Steve Martin once said, “An apology? Bah! Disgusting! Cowardly! Beneath the dignity of any gentleman, however wrong he might be.”
Well we’re sorry but it appears gentlemen do apologize. A new study shows that men are as likely to apologize as women, they’re just less likely to believe a particular incident is apology-worthy.
“Men apologize less frequently than women because they have a higher threshold for what constitutes offensive behavior,” said researchers Karina Schumann and Michael Ross in Psychological Science. In essence, men will apologize willingly if they think they’ve done something worth apologizing for—they’re just less likely to believe their offensive behavior warrants an apology.
The study asked participants to describe three instances that day in which they’d “apologized to someone or did something to someone else that might have deserved an apology.” Participants were also asked to describe three incidents in which “someone else apologized to you, or did something to you that might have deserved an apology.”
Results showed that while women had a higher frequency of saying sorry, if the threshold of perceived offense was taken into account, both genders were pretty much equal. Both men and women apologized for about 81% of their transgressions.
Researchers explained the initial frequency difference by saying that women “are more focused on the experiences of other people and on maintaining harmony in their relationships,” or that “men have a higher threshold for both physical and social pain.”

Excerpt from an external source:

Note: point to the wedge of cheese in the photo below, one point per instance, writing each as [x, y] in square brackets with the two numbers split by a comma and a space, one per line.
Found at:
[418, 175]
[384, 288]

I’m not sure how much I buy that, necessarily, but I do agree with their conclusion that the disconnect produces “unfortunate consequences for mixed-gender interactions.” In situations where women consider men insensitive (and men consider women overly sensitive) researchers suggest that both genders take a step back and compare perceptions of the situation in question.
Terribly sorry, Mr. Martin, but it seems apologizing is something manly after all.